Dunque, più frequentemente, l’acquerugiola si forma nel tratto che il fumo percorre dal foro del fornello al dente del bocchino. In questi casi la pipata non è ancora compromessa: basta espellere le goccioline di liquido, chiudendo il camino con il palmo della mano e scuotendo energicamente la pipa verso terra (l’operazione è possibilmente da evitare su costosi drappeggi o su tappeti orientali o candide moquette). Ma è possibile anche servirsi di un fazzolettino di carta dove far colare la condensa con piccoli e naturali movimenti della pipa, battendovi graziosamente l’estremità del bocchino. Per quanto abbia tentato di indorare la pillola, queste operazioni sono sempre piuttosto imbarazzanti: può capitare di essere costretti a spiegare agli astanti che non si è intenti a raccogliere la saliva sputata nel bocchino e che tutto ciò fa parte del rituale della pipa. E non sempre si riesce ad essere convincenti. Meglio è adottare un lento ritmo di boccata, dopo aver caricato correttamente lo strumento.

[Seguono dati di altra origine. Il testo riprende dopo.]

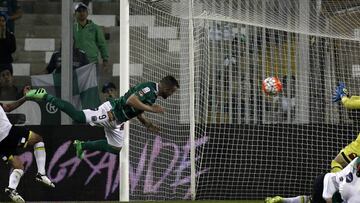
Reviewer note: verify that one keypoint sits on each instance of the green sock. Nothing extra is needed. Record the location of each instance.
(99, 145)
(66, 107)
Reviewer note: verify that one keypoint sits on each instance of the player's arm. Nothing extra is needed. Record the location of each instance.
(135, 102)
(352, 102)
(13, 105)
(148, 124)
(337, 164)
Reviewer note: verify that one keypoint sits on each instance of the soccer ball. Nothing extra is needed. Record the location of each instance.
(271, 86)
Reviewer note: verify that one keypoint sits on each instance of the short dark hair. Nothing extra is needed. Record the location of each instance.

Vi è un caso in cui l’acquerugiola si forma all’interno del fornello. Qui è più difficile raddrizzare la pipata perché il tabacco, assorbendo l’umidità, si impregna. Il guaio sta nella difficoltà, o nella cattiva abitudine di non fumare il tabacco fino in fondo e nella conseguente formazione della crosta solo nei ¾ superiori del fornello. A lungo andare, si finisce per formare una “vaschetta” alla base del camino, passando nella quale il fumo espandendosi condensa e, quel che è peggio, lo fa in un’area occupata dal tabacco. Il palliativo è infilare uno scovolino morbido (senza smontare il bocchino!) fino al fornello, sperando che questo assorba l’umidità: per qualche minuto non si sentirà più “la raganella cantare”, ma il sapore sarà irrimediabilmente compromesso. Il consiglio è fumare tutto il tabacco fino in fondo per ottenere uno sviluppo uniforme dell’incrostazione.

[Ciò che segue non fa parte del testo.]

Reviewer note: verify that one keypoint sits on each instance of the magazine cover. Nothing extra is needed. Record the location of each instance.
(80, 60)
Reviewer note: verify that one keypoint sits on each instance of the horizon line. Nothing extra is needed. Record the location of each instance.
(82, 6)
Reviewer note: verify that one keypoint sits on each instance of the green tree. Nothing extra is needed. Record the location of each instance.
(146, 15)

Il percorso forzato del fumo è strettamente connesso alla pipa curva. Qui la via è a forma di “S”, più o meno accentuata, e necessariamente si produce più condensazione. Quindi adotteremo maggiormente le note precauzioni del fumare lento e rotondo, seguendo la combustione del tabacco con un intervento più frequente e deciso del pigino.

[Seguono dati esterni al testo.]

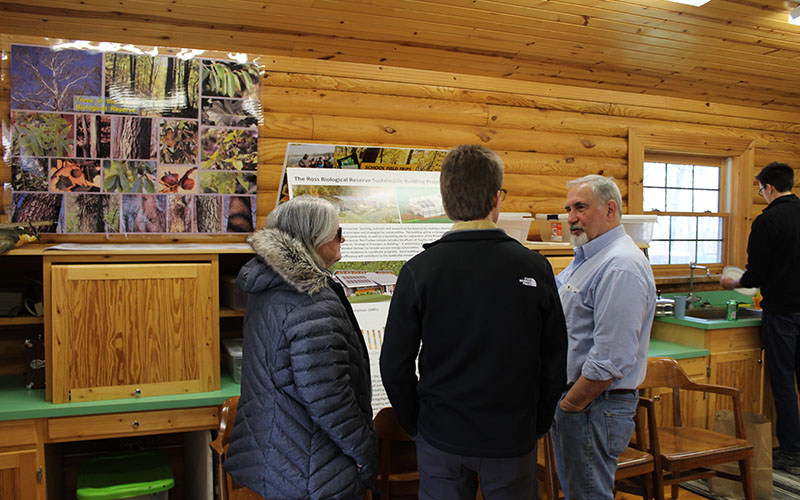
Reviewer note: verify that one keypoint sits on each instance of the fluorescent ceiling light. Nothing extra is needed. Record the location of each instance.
(696, 3)
(794, 16)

L’ultimo punto, quello degli sbalzi di temperatura, ci porta innanzitutto ad eliminare quei pessimi filtri in metallo che sono sempre più freddi del flusso del fumo e che pertanto danno vita al fenomeno della condensazione. Il problema della temperatura riguarda più articolatamente la pressione a cui è sottoposta la carota di tabacco e quindi l’opera del pigino. Se la pressione è troppo leggera, per mantenere la pipa accesa si è costretti a tirare di più, surriscaldando il fumo e, di conseguenza, il legno della pipa. D’altro canto, se si pigia troppo, ugualmente si è portati a tirare di più surriscaldando il tabacco, il fumo, il legno e… condensando. Il surriscaldamento del legno ci rimanda a quelle pipe che hanno una struttura parietale del fornello piuttosto sottile, dove le corrette procedure di carica , tiraggio e pressione del pigino sono assolutamente indispensabili.

Non dimentichiamo che usare un tabacco troppo umido può direttamente “mandare in acqua il fumo”; come un tabacco troppo secco, bruciando più velocemente, può rendere il legno incandescente e quindi “fare acqua”.

Ricordiamo ancora che una radica poco stagionata, che quindi non ha avuto il tempo di espellere la propria umidità naturale, è condannata a completare il procedimento di essiccazione in bocca al povero fumatore. E i tempi sono molto lunghi, spesso si preferisce rinunciare.

Infine, una raccomandazione: la pulizia della pipa è fondamentale, anche per un fumo più asciutto!


Smoking numero 4 anno sesto, 1980 /// numero 2 anno decimo 1984.